Kalanchoe refers to a genus of 123 species of tropical plants native to Madagascar and tropical Africa. Some species are also found in Australia. Most of them are shrubs and a few are herbaceous.
They are ornamental plants found in house gardens. Some of them grow in the wild as well. They are very popular for its bright flowers which can be orange, yellow, pink, red, or magenta.
Characteristic of Kalanchoe plants
One anatomic distinction of these plants is that their flowers open by growing new cells on the inside surface of petals to force them to move outwards. They grow cells on the outside to force them back in.

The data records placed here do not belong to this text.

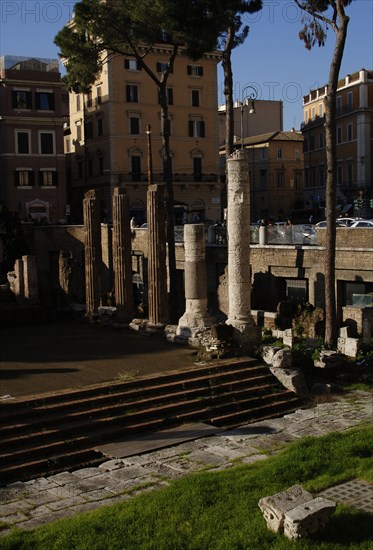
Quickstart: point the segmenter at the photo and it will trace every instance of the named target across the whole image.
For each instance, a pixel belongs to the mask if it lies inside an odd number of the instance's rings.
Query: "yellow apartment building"
[[[285,221],[303,206],[302,134],[295,130],[260,134],[244,138],[243,146],[249,162],[251,220]],[[224,161],[224,148],[220,154]]]
[[[306,206],[325,206],[325,98],[327,86],[303,98],[304,187]],[[337,92],[337,205],[353,212],[353,201],[365,200],[369,215],[372,195],[373,71],[361,69],[338,82]]]
[[[168,44],[153,46],[147,64],[160,73],[170,52]],[[196,214],[201,220],[221,217],[219,61],[219,52],[192,62],[181,50],[168,80],[176,223]],[[131,56],[106,62],[89,94],[70,93],[65,151],[72,221],[81,220],[82,199],[89,189],[97,190],[102,218],[110,220],[111,194],[118,185],[129,194],[137,224],[146,221],[148,125],[153,181],[164,181],[160,113],[157,86]]]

The foliage of these plants is thick, green, and succulent. The leaves surround clusters of small flowers. What makes these plants a florists favorite is the fact that they can be forced to bloom at any time of the year.
Once they bloom, flower clusters can last for weeks or months. They propagate fairly easily, which has made some of them escape house planting to the wilderness.
Toxicity to Pets
Kalanchoe plants contain cardiac glycosides, which are toxic to all animals. In fact, in places where the plant is very common, poisoning of cattle and sheep is common.
The plants develop a higher toxicity in the summer because this is the time in which flowers naturally bloom and they contain a higher concentration of glycosides than roots, leaves, or stems.
Your pet can be poisoned if he were to digest any part of the plant, but it is generally not considered a highly toxic plant.
Symptoms of Intoxication
In very rare cases, it can cause cardiac issues such as abnormal heart rhythm and a collapse. If you suspect that your dog or cat has ingested the plant, call your veterinarian immediately.